Targetの事例にあるように、マルウェアはPOSとして機能するOS(多くの場合はWindows)に感染してカード情報や顧客情報を盗み出そうとする。そこでIntelブースでは、ハードウェア的にPOS OSが動作する領域と保護領域を切り分け、カード情報がやってくる決済端末は保護領域側に接続し、ここを中継してセンター側と決済処理を行うことで、仮にPOS OSがマルウェアに感染したとしても、決済情報そのものには影響を与えないで済むというセキュリティ対策を提案していた。

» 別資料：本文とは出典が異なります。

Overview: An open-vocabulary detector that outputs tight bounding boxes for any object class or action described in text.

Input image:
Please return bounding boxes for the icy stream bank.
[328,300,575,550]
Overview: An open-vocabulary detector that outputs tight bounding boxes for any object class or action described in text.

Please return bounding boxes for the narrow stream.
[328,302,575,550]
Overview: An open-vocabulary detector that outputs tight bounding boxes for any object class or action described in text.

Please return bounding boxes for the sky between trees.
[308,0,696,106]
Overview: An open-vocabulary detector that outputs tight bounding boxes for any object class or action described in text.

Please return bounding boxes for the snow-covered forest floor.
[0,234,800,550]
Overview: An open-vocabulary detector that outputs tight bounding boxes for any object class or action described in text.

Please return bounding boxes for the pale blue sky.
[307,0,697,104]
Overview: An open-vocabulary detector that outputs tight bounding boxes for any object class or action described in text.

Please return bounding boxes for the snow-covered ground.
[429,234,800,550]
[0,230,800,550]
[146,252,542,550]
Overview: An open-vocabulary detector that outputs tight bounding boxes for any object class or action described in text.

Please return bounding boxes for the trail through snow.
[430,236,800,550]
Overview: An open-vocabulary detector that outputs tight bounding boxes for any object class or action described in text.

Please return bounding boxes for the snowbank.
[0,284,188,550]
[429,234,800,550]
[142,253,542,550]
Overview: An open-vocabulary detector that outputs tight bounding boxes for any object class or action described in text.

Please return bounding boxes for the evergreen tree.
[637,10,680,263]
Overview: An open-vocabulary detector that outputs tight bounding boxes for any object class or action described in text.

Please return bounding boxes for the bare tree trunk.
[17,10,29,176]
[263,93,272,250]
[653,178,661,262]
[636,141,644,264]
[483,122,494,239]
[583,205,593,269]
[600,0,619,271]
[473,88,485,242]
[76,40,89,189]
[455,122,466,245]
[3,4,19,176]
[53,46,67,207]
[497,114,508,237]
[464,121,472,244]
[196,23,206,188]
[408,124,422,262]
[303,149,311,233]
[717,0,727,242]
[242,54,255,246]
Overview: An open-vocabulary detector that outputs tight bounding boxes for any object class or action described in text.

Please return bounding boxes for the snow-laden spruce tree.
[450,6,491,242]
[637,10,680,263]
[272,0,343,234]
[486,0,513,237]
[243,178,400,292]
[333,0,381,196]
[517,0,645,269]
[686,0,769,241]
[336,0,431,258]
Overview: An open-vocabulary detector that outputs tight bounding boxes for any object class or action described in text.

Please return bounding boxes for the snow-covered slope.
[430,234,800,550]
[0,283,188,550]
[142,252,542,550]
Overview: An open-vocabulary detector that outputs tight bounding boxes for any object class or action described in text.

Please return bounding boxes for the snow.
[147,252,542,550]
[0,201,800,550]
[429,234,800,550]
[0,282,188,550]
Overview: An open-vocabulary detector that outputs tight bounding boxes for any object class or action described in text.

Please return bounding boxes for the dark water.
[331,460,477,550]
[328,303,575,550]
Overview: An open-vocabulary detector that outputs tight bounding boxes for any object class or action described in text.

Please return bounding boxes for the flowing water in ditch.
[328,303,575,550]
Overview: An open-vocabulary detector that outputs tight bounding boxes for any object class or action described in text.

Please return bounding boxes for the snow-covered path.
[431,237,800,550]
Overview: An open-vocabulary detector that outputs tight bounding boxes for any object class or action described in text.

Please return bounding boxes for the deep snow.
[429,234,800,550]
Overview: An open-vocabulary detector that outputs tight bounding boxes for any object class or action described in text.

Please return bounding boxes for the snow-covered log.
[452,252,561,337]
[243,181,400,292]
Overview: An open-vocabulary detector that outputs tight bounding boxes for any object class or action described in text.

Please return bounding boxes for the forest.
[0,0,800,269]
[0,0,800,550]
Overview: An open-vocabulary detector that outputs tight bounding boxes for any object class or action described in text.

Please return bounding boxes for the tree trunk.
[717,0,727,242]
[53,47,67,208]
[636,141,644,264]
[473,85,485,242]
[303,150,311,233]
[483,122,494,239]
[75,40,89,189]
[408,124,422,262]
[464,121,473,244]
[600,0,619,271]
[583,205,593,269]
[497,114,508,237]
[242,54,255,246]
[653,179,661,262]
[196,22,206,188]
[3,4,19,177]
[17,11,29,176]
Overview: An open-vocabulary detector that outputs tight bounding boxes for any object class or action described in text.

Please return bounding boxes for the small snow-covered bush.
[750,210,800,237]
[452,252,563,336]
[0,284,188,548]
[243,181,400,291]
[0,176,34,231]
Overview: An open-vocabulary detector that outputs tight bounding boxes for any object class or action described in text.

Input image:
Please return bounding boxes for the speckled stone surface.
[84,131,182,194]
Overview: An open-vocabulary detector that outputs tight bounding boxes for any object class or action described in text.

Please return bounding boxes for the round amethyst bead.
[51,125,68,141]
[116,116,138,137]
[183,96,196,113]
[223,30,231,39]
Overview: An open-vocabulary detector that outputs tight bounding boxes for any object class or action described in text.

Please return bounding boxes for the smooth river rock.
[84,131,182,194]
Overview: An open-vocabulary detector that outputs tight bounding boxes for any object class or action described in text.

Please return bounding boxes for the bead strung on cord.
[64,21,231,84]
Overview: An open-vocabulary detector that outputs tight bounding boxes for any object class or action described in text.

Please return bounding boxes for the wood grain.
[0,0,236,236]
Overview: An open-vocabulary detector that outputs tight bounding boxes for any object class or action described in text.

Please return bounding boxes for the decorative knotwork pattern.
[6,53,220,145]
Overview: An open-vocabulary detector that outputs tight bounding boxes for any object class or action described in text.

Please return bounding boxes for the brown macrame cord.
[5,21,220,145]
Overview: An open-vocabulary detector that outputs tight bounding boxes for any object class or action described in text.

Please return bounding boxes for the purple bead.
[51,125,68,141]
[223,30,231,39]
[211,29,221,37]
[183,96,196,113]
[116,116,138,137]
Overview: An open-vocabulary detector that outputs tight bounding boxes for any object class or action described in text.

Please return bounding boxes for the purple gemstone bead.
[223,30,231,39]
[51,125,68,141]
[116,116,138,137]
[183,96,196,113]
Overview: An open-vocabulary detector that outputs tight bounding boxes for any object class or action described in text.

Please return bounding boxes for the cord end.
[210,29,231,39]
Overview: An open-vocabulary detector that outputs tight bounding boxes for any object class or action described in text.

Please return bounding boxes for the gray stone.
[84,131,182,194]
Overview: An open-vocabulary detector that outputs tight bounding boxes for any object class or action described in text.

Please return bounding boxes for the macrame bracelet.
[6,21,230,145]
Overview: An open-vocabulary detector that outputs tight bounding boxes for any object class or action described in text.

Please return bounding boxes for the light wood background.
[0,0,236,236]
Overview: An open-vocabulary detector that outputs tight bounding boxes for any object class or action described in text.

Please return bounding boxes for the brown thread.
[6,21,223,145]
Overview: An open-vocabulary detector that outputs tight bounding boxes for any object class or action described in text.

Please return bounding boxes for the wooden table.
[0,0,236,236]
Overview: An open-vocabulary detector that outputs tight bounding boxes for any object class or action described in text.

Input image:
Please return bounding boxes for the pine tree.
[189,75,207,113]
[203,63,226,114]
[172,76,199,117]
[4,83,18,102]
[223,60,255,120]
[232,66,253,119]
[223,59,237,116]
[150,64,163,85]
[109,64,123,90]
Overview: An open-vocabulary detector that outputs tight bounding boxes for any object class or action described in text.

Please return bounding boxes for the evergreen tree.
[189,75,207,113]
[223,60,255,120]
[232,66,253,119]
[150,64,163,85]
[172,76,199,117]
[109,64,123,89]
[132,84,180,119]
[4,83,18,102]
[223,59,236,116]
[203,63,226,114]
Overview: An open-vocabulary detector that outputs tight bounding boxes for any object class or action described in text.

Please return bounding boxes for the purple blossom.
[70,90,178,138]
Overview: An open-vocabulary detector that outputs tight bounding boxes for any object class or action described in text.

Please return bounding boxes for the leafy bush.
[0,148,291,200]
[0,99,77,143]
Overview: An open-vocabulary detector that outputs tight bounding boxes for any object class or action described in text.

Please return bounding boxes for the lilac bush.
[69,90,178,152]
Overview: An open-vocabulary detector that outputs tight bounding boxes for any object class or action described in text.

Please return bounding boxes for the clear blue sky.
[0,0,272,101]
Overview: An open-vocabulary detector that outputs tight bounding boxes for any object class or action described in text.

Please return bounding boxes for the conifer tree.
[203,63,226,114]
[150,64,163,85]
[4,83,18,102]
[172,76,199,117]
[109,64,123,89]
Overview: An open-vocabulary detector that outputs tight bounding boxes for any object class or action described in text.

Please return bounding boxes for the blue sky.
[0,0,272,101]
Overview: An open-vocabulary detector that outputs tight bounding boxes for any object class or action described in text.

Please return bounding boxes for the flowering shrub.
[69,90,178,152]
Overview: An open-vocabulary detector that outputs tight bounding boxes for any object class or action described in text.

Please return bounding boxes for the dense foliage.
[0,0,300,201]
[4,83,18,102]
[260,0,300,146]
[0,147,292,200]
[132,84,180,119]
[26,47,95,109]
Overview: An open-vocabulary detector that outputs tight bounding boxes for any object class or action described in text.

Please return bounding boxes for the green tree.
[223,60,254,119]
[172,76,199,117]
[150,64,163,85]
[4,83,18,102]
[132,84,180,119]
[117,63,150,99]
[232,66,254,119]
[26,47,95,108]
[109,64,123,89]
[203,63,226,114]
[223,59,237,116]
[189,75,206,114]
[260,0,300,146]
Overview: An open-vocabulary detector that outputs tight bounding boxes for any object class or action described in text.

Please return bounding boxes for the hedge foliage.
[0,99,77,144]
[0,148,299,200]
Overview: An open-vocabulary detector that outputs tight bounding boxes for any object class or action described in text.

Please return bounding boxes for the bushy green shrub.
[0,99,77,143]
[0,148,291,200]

ARM系のプロセッサがスマートフォンにApple Payなど決済の仕組みや著作権保護の仕組みを導入するのに用いているTrustZoneと同じタイプのテクニックだが、これを用いることで、PC POSにおいても従来のシステムを併用しつつ、決済処理など一段と高いセキュリティの実装が可能となる。

OSそのものをセキュリティでガチガチに強化して穴をふさぐよりも、最初から仕組みを切り分けるほうが安全度が高いかもしれない。

Intelブース展示(1) Intelプロセッサを搭載したPOSと決済ターミナル群

Intelブース展示(2)Intelブース展示(3) IntelブースではPOS OSの領域と決済処理のセキュアな領域を物理的に分割することで、既存のシステムを生かしつつ、決済処理の安全性を高めるソリューションを提案

 なおPOSの世界だが、Squareなどの会社が登場して「iPhoneやiPadを決済端末にする」という「mPOS」の仕組みが話題となったが、現在ではやや一段落した感があり、従来型のPOSのほか、mPOSにおいてもWindowsタブレットの比率が増えるなど、引き続きWindowsが中心の世界に戻ったという印象がある。

一方で、中国系のメーカーを中心に最近ではAndroidベースのPOSが急速に増えており、ニューヨークの展示会でも以前にも増して製品展示を見かけるようになった。最近では「Poynt」というAndroidベースの中央集中式POSシステムを提供するベンダーも登場し、Androidシステム上に独自のアプリ・エコシステムを築き、サードパーティーらの参加を促しているケースもある。

状況次第では、ほぼWindows独占状態だったPOSやキオスク端末の世界でAndroidのシェアが拡大する可能性がある。この辺りは引き続きウォッチしつつ、動向をお伝えしていきたい。